In 2011 Petri, along with Michigan Reps. Dan Benishek and Bill Huizenga, worked to amend a maritime transportation bill to prohibit the U.S. Environmental Protection Agency from toughening regulations on ships on the National Historic Landmark list. The move was intended to allow the S.S. Badger, a ferry that hauls passengers and vehicles across Lake Michigan between Ludington, Mich., and Manitowoc, Wis., to continue dumping waste ash into the lake after an exemption expires in December 2012. The bill passed the House but has languished in the Senate.
Petri introduced a bill in November 2010, along with fellow Wisconsin Republican Reps. Jim Sensenbrenner and Paul Ryan, which would allow states to return federal funds earmarked for high-speed rail projects. They introduced the bill after newly elected Wisconsin Gov. Scott Walker, a Republican, said he didn't want $810 million in federal money slotted for a high-speed rail line between Madison and Milwaukee.
Petri sided with his fellow Republicans voting against the 2010 health care reform bill. He said the measure would cost too much and concentrate too much power in the hands of the federal government.
In July 2010, at the height of the BP oil spill disaster in the Gulf of Mexico, he voted for a bill that would grant whistleblower protections to workers in the offshore oil and gas industries. That same month he voted against a measure that would restructure the Minerals Management Service, implement new regulations on offshore oil and gas development and lift the liability cap in case of spills, among other provisions. He said some of the new regulations would inhibit domestic energy production.
He also voted that month in support of a measure to extend unemployment benefits.

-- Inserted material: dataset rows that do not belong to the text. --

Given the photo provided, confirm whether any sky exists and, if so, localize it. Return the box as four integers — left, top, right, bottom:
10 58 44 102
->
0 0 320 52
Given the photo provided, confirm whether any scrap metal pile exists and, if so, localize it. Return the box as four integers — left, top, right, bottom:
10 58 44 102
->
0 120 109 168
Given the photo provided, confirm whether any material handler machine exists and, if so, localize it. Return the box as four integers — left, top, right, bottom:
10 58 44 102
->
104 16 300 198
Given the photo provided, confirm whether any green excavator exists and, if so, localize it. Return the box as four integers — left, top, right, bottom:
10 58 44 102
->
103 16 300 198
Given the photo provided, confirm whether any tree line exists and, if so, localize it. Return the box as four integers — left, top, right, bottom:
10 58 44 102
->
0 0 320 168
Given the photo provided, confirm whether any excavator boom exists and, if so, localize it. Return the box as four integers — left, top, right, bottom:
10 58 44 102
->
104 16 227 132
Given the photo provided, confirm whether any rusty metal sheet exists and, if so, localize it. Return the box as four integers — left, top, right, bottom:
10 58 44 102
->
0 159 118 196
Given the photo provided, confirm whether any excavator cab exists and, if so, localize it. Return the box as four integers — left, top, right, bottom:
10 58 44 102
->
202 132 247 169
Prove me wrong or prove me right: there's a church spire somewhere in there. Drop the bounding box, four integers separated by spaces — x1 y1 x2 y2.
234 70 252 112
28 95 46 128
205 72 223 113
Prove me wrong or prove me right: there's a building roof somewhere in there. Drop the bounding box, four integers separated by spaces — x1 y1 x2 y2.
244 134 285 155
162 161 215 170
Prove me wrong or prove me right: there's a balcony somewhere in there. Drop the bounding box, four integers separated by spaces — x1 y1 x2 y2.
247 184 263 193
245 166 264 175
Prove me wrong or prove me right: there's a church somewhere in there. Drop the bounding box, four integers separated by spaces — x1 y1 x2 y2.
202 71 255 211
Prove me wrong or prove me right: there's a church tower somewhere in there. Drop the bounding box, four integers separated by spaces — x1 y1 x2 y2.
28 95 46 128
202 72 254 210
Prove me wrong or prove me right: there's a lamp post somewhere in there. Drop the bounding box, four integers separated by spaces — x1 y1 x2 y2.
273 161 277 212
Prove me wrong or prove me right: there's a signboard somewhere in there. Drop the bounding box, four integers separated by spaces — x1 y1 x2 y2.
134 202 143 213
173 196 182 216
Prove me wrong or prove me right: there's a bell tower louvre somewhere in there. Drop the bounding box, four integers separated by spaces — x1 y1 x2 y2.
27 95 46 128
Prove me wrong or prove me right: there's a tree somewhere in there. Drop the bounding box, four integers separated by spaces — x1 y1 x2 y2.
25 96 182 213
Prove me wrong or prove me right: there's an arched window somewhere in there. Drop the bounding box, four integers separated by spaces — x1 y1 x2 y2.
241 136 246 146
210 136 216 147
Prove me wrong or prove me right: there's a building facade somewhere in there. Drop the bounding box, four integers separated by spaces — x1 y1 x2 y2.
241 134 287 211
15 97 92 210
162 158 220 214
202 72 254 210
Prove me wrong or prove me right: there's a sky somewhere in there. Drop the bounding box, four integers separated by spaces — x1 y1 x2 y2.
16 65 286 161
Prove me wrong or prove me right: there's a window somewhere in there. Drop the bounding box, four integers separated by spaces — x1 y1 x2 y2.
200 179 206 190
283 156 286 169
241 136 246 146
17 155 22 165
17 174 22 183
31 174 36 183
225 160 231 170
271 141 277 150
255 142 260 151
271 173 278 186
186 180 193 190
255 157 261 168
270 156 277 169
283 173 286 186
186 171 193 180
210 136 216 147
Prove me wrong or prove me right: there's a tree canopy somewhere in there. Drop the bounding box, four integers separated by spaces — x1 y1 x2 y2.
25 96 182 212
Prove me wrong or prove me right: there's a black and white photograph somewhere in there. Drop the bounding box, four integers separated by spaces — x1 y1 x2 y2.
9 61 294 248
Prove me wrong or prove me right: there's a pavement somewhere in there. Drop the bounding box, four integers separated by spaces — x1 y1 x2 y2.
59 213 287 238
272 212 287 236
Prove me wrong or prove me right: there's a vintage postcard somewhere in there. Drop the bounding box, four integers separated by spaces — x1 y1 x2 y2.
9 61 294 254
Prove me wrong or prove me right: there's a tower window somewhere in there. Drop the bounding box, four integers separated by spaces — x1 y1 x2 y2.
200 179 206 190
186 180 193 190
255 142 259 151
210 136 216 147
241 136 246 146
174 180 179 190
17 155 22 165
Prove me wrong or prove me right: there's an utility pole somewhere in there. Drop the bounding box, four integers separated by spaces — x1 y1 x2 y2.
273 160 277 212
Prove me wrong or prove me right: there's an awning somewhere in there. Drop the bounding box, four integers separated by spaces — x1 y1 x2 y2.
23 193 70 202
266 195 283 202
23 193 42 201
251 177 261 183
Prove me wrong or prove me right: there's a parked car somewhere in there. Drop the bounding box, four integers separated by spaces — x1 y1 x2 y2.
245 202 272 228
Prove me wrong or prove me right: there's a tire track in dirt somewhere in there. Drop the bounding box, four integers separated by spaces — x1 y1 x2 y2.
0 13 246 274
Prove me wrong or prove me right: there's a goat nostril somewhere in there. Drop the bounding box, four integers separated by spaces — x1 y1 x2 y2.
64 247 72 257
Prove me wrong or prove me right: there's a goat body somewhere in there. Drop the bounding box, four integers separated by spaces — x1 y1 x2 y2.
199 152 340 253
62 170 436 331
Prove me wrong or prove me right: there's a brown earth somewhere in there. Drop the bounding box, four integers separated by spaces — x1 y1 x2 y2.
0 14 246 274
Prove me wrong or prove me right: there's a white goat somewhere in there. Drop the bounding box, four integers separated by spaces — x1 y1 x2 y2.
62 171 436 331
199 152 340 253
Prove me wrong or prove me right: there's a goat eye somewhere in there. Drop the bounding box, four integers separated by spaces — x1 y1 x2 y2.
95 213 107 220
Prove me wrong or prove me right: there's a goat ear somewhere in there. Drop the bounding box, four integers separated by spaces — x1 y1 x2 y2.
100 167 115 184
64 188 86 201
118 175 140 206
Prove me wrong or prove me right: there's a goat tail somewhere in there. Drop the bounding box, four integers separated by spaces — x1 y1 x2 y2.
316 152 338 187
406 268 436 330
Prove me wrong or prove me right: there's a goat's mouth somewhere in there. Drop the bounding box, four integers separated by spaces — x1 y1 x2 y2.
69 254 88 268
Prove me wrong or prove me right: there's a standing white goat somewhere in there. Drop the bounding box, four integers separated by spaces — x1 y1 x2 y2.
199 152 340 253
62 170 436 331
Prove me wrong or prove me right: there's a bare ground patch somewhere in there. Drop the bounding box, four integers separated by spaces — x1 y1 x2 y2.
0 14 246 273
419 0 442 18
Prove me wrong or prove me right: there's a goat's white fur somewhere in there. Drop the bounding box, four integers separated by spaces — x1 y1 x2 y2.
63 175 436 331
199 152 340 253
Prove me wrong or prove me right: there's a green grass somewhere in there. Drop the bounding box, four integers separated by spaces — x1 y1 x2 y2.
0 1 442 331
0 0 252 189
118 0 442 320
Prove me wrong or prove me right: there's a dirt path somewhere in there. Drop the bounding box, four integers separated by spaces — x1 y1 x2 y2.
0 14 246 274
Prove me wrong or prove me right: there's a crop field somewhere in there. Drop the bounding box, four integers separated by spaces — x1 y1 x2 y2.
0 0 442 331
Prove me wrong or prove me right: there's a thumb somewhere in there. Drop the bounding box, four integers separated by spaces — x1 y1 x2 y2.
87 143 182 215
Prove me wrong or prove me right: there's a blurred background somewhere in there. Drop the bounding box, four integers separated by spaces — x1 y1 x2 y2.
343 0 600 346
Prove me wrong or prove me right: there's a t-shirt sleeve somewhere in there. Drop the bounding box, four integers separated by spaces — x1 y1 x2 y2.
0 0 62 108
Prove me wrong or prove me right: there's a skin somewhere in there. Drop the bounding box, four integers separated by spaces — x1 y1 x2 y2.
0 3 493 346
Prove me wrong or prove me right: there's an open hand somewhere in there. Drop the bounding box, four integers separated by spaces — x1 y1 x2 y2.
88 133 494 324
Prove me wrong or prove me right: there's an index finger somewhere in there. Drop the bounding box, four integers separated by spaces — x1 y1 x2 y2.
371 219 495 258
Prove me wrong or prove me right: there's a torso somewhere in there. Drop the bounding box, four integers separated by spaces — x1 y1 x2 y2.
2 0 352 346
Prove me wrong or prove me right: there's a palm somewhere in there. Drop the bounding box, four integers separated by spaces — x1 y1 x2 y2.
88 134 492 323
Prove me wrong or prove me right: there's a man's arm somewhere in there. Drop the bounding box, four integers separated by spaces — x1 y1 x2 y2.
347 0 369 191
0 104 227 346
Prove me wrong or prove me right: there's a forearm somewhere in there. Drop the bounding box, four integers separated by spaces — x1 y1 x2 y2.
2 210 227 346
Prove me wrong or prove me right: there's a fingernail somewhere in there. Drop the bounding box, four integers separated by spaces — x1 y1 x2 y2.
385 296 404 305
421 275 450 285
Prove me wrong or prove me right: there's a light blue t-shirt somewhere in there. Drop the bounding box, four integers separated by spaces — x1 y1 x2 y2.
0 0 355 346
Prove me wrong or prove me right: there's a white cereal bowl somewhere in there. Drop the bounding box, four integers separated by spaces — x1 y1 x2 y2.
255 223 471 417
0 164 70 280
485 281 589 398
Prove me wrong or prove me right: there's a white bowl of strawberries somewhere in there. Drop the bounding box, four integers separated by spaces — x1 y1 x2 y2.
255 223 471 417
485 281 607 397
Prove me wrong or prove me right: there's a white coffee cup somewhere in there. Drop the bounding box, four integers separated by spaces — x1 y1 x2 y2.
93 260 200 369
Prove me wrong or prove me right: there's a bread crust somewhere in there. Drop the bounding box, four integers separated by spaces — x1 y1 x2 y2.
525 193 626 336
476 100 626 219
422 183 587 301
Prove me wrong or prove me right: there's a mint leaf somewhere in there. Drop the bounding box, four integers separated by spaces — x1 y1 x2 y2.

Amid foreclosure concerns across the nation in 2009, Petri opposed a bill in March that would authorize bankruptcy judges to reconfigure mortgage loans. He said he worried the move would lead to higher interest rates for responsible homeowners, and would make bankruptcy more attractive than other viable options.
He voted against a $14 billion rescue package for the nation's auto industry in December 2008. He voted against the 2009 approximately $800 billion economic stimulus package, saying it contained too much irrelevant spending.
Petri has repeatedly supported efforts to protect the Great Lakes. He co-sponsored a number of 2008 measures, including one bill to fund efforts to clean up the lakes and another to give adjoining states more power to regulate use of the fresh water. Both measures became law.
He often voted with Democrats on measures to limit troop and spending escalations in the Iraq war. He suggested in February 2007 that Iraq be partitioned by religious community, "to form a loose federation where the Shias, the Sunnis and the Kurds can each govern themselves while leaving the others alone."
Petri has long championed the Earned Income Tax Credit, which provides a tax credit to low-income people who work.
Petri opposes abortion and favors the death penalty. He also opposes a proposed constitutional amendment to ban gay marriage, saying constitutional amendments should be reserved for only "the most serious problems.